What you’re expecting is logical, but the behavior you’re seeing usually comes from how proration is actually applied in plan switches (monthly → yearly):
- Proration credit is calculated on the unused portion of the current billing period
- But during an interval change (monthly → yearly), Dodo doesn’t simply “refund” the full unused amount
- Instead, it:
- Computes unused time value on the monthly plan
- Applies it as a discount against the yearly price
- Often normalizes across billing intervals (not 1:1 dollar carryover)
Why you see ~$0.04 instead of ~$1.01:
- The system prorates based on time fraction within the billing cycle, not “time since purchase”
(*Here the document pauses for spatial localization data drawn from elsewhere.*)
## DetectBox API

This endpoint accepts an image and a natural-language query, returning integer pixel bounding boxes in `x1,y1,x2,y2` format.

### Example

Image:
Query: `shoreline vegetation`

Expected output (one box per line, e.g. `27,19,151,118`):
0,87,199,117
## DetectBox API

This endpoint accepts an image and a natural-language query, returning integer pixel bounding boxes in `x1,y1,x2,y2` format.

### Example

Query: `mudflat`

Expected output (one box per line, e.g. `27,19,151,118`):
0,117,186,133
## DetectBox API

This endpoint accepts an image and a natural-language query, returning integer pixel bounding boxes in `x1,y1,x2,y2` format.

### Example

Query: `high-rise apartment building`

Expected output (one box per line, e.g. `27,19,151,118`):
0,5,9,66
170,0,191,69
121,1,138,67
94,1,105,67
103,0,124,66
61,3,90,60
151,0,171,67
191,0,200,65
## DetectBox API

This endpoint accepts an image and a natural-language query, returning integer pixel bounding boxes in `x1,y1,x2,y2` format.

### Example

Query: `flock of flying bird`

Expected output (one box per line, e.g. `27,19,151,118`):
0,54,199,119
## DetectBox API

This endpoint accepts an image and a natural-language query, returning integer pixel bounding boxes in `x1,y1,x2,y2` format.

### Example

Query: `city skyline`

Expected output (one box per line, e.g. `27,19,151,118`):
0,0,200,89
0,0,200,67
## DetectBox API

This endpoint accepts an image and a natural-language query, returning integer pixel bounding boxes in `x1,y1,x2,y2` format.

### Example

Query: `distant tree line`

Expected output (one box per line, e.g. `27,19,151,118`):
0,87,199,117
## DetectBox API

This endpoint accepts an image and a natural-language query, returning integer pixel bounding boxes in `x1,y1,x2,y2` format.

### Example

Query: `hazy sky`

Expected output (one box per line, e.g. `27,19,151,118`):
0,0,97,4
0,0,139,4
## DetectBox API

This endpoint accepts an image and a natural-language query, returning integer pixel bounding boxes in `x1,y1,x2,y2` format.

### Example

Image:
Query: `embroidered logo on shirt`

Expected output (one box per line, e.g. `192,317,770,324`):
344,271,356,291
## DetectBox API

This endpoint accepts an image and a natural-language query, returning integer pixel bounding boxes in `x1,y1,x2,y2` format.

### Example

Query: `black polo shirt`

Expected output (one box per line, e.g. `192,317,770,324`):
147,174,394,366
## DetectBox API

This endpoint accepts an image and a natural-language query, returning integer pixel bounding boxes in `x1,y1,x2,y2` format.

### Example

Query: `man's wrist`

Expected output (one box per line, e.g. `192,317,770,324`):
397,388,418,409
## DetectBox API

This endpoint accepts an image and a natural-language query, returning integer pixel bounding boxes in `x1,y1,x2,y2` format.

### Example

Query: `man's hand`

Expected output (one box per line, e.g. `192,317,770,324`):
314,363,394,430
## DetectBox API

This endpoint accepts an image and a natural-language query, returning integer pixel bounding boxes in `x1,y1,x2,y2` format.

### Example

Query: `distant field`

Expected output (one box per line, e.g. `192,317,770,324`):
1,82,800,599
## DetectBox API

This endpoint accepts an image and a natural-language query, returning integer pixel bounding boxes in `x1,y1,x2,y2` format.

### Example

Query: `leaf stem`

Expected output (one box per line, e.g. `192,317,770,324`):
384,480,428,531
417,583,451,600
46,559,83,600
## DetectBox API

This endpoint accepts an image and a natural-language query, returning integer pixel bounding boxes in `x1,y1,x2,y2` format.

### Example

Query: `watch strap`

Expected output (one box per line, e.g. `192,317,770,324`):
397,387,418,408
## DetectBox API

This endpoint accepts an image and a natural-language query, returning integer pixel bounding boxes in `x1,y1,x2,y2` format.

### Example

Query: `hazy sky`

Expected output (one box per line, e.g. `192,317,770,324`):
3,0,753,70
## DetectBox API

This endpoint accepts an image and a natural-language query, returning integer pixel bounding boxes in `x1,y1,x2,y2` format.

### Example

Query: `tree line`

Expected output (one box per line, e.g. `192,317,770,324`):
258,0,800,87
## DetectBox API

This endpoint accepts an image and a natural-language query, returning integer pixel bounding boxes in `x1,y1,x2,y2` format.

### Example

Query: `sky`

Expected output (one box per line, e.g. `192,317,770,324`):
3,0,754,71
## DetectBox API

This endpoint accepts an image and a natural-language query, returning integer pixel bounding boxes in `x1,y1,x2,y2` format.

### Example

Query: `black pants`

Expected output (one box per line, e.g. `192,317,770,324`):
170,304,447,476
- Even a few seconds can round into a minimal fraction depending on:
- Time granularity (seconds vs minutes vs billing ticks)
- Rounding rules
- Then it applies that fractional value against a much larger yearly cycle, which can shrink the visible credit
In short:
- It’s time-based, not payment-based
- It’s interval-normalized + rounded, not a full refund of the last charge
If you want exact numbers for your case, you’ll need to check:
- The precise timestamps used for period start/end
- The rounding precision applied internally
If this looks off beyond rounding (~$1 → $0.04 is quite a drop), it’s worth raising with support—could be plan configuration or proration settings.